Outside of the car the last of the fungal growths passed. The streets opened up and the houses rapidly got larger. The center of town was an expensive district. The big houses set well back in their landscaped yards were entirely normal beyond their size and obvious expense.
And there, in the center of it all was the capitol building. Kyle watched it approach with an unreadable expression. Jessie thought there was something of longing in his eyes, and also a hint of fear. More to distract him than anything else she asked, “So is patenting the spell like this going to end the investigation against you?”
Kyle gave her a startled look, “No, its a totally different spell.”
“But you set up this appointment right after Ketan told you about the investigation.”

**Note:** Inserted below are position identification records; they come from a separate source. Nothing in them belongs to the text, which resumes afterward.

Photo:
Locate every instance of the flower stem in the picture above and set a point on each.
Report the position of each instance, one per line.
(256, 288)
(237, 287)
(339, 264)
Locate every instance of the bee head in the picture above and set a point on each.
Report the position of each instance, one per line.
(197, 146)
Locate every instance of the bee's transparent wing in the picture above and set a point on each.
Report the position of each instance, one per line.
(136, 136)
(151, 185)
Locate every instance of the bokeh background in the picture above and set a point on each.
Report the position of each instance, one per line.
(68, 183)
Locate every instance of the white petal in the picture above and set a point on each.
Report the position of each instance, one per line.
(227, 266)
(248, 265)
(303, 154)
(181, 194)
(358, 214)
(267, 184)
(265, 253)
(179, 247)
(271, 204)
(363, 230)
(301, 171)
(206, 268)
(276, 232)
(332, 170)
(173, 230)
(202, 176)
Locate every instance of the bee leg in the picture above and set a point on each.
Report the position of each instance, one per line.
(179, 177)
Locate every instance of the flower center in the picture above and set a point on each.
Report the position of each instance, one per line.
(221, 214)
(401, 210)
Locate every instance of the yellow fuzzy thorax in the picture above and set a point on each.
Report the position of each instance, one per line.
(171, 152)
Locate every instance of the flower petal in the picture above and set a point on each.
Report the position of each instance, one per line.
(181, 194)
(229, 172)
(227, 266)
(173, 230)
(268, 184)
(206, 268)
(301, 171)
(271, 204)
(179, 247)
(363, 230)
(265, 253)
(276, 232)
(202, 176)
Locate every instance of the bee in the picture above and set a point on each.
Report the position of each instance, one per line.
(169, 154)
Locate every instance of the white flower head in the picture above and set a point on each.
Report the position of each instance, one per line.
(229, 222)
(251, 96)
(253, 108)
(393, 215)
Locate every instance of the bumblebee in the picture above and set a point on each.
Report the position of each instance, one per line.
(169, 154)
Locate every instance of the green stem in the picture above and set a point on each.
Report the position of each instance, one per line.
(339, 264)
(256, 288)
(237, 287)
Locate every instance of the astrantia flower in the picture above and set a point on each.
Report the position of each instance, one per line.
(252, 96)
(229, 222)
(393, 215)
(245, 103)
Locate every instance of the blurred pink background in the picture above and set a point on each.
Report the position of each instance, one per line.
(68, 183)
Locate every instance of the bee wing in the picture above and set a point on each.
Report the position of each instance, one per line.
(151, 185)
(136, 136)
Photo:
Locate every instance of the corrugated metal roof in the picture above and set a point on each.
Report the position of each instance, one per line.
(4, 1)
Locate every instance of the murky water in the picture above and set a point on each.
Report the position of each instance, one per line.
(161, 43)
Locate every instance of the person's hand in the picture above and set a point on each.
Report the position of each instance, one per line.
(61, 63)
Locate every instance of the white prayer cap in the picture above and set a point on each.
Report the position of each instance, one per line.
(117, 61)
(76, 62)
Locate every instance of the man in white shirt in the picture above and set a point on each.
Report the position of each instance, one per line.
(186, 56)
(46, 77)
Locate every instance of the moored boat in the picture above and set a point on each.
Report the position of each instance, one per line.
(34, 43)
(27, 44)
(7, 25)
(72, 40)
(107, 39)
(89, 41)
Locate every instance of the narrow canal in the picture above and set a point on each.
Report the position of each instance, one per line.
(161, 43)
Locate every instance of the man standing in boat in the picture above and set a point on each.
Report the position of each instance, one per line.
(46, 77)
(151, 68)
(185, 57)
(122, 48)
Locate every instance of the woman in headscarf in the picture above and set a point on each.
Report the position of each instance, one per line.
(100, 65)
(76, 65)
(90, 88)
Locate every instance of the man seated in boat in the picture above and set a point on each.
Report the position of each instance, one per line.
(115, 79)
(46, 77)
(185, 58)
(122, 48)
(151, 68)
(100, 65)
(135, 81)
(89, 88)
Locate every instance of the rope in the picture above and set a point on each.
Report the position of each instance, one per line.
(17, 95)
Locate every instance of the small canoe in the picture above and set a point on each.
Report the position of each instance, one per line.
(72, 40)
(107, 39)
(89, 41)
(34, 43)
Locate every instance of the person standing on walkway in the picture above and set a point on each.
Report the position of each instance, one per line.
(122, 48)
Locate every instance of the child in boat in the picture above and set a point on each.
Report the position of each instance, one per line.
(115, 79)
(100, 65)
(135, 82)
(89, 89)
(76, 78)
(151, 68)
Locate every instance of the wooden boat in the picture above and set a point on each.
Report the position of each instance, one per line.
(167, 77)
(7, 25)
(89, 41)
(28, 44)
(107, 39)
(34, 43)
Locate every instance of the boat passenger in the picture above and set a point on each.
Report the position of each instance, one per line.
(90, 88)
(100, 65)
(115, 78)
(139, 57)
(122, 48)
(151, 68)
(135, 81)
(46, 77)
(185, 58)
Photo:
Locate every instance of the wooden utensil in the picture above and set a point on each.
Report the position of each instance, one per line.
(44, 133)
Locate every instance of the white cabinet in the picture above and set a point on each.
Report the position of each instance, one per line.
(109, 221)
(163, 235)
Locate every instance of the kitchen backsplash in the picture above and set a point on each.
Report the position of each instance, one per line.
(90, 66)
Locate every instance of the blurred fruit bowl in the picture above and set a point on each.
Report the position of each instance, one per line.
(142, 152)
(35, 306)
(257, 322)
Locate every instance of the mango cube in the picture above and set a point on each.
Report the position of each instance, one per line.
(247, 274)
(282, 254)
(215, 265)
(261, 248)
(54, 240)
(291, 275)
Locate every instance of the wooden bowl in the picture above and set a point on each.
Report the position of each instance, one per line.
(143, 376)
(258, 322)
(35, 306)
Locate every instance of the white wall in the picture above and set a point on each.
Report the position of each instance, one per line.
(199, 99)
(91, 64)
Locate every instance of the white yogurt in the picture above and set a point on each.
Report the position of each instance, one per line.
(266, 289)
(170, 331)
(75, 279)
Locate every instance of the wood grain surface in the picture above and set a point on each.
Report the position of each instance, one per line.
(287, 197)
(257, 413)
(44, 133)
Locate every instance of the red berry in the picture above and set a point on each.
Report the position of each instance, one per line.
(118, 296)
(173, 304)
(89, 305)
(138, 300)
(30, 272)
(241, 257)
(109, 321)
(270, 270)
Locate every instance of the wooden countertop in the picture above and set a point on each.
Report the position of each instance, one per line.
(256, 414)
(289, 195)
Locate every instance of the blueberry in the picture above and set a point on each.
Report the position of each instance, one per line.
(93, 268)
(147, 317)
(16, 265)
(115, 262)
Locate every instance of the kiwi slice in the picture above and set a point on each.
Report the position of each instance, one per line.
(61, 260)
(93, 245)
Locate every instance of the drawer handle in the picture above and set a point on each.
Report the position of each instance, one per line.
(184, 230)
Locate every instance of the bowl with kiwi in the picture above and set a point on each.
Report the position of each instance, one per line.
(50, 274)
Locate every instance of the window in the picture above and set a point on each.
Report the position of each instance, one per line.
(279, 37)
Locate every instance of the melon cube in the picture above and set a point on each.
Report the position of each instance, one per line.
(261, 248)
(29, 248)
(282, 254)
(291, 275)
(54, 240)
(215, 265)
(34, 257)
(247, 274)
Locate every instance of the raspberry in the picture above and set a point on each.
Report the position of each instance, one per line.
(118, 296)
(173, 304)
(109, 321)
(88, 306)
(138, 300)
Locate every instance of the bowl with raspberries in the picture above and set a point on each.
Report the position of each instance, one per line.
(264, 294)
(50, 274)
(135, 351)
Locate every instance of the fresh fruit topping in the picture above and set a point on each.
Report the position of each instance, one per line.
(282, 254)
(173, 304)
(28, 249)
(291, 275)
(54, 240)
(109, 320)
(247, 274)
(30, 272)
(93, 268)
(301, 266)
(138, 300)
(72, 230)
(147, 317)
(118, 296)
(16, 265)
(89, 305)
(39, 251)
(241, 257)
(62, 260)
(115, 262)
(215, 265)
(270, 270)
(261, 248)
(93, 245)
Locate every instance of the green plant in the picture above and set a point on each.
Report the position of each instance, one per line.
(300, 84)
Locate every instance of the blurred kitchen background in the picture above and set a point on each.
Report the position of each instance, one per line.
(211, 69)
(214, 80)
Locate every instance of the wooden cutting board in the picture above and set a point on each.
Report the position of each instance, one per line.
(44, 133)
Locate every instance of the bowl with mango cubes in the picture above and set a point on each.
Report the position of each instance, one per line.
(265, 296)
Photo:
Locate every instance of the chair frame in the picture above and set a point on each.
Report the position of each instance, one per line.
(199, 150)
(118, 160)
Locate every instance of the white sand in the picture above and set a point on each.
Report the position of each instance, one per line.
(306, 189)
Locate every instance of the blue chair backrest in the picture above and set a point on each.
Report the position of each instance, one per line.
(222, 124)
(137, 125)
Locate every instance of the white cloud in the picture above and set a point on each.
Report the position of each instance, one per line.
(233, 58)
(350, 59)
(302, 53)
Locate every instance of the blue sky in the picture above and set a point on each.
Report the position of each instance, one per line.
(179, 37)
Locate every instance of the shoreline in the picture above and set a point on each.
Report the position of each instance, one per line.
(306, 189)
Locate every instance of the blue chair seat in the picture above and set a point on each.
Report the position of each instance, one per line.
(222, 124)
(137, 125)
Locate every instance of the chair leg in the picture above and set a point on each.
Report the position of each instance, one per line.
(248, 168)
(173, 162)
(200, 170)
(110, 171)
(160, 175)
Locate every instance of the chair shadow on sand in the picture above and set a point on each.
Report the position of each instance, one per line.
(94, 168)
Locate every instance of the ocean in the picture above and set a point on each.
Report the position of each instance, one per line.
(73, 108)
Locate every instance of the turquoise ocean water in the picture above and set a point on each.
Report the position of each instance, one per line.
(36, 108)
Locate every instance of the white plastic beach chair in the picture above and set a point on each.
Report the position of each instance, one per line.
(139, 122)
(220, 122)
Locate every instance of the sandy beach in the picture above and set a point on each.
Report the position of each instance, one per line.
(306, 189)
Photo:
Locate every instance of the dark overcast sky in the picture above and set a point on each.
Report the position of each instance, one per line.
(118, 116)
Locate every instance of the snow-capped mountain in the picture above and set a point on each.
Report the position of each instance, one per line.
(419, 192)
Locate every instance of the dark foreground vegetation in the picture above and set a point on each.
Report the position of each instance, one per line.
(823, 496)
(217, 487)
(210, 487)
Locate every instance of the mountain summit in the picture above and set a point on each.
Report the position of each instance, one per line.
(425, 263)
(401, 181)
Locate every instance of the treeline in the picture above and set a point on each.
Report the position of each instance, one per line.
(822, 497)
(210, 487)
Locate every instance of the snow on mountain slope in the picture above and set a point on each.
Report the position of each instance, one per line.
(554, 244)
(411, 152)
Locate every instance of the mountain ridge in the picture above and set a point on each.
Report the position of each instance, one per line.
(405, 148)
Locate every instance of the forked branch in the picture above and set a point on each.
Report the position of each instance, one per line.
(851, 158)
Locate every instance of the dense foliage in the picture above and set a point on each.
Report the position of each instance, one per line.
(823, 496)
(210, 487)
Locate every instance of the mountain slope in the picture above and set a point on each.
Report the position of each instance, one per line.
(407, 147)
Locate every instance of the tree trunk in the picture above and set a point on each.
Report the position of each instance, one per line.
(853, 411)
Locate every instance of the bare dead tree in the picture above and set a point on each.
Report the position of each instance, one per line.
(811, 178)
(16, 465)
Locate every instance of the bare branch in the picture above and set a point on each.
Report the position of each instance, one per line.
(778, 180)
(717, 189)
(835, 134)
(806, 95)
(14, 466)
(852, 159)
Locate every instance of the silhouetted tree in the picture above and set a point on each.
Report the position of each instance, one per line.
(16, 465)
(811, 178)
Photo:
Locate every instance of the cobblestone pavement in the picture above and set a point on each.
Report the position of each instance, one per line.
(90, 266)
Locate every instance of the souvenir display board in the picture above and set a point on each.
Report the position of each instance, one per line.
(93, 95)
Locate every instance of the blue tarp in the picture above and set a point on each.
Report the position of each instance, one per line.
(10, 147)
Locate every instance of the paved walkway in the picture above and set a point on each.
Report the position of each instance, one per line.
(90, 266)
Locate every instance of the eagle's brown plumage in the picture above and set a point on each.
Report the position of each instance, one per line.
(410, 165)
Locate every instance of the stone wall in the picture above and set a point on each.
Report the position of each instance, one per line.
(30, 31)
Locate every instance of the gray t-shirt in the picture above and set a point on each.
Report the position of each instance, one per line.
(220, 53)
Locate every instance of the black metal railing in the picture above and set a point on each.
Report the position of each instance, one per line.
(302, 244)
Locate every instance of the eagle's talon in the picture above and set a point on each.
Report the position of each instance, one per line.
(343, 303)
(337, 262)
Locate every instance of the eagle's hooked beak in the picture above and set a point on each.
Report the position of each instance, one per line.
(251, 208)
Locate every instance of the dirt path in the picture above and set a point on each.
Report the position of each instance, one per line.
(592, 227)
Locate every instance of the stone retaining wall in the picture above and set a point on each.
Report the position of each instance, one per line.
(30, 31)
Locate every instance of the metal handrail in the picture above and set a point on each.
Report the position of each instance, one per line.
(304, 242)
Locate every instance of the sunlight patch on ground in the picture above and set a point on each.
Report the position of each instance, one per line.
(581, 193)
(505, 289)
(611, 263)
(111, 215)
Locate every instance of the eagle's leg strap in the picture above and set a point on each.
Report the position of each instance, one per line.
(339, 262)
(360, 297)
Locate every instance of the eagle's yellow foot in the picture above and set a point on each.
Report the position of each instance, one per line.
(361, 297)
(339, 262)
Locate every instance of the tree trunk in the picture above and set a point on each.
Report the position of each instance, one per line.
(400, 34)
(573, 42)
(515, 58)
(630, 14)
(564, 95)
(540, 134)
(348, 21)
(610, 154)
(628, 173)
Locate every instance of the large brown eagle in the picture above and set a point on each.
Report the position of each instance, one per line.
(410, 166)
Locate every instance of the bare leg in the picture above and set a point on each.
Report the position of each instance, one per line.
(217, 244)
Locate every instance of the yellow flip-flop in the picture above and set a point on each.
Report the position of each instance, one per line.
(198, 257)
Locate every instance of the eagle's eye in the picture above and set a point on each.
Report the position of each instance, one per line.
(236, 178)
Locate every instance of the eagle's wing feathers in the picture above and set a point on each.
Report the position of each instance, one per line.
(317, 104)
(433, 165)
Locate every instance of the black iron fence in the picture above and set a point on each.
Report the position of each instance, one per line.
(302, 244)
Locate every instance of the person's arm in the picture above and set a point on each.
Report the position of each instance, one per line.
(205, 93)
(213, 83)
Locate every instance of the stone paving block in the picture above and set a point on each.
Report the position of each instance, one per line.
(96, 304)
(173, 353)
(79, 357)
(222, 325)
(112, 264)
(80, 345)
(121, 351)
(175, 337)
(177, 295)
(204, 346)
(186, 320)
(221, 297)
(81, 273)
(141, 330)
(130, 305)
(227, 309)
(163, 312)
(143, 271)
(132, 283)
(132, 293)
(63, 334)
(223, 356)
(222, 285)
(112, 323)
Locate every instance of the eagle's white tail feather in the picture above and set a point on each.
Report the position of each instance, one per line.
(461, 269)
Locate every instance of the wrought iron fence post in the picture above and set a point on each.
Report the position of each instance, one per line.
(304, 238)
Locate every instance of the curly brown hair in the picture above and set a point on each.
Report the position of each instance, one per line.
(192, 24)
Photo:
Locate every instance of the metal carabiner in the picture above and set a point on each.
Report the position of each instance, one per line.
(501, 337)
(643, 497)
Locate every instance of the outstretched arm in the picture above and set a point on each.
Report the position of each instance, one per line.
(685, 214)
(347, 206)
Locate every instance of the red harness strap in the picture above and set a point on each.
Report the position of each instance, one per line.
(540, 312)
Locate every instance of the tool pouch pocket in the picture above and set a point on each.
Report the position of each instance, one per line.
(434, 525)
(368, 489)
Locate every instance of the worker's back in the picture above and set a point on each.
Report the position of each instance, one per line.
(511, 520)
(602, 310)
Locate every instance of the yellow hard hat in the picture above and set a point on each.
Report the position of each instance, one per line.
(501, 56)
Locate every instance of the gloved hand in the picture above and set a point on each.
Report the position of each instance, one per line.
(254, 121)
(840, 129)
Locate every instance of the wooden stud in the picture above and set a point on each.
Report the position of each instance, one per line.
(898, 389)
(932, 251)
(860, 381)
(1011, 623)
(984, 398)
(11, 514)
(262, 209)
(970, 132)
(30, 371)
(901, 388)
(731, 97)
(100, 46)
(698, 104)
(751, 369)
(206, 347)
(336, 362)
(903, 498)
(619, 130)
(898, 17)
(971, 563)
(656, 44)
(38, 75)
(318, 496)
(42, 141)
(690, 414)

He shrugged, “At the time, it just seemed like a good idea. I’ve given it some more thought though, and this whole investigation seems like a scam. Framing someone for a crime is one thing, but this would be a matter of framing me for a whole conspiracy. They’d have to bribe every witness, plant evidence all over, there’s just more to fake with something long running. Then, how did I profit?” He gave her a crooked grin, “I don’t even own a car!”
“So what do you think it’s about?”
“It came to me at the Old Mine. I think they want to get me out of the way long enough to figure out my spell. I wouldn’t be surprised if someone has already tried to learn it, but that was the first time I’d used it directly in public.” He laughed, “You should have seen how paranoid I was casting it the last few times after I thought about that.”
Jessie didn’t have a reply to that. Or rather, she didn’t have anything she could say. People had tried to get the spell. She had tried to get the spell. The part of her mind that normally made conversation for her sort of locked up wanting to mention that very salient fact. Fortunately, she was saved by the car pulling to a halt and telling them they’d arrived.
It was a grand old building, probably one of the nicer ones in the city. It stood four stories tall. Low for a modern building, but the scale of its construction made it seem massive nonetheless. Each block in its stone walls was five feet tall, by five feet wide. Windows into the building were deep set, a foot or two of solid stone standing in front of them. The front steps were broad expanses of polished white marble which must have been terrible to ascend in the rain. Lions flanked them standing eternal silent watch. The top of the building was mostly an uneven landscape of tiled peaks lined with lightning rods like spears. From the very center of the building a proud dome rose, it was coated in copper still bright for some reason, and at each of the compass points a huge crystal prism of a window looked out on the city.
Kyle gave the dome that strange nervous look and gestured toward it, “That’s the office of the Registrar.”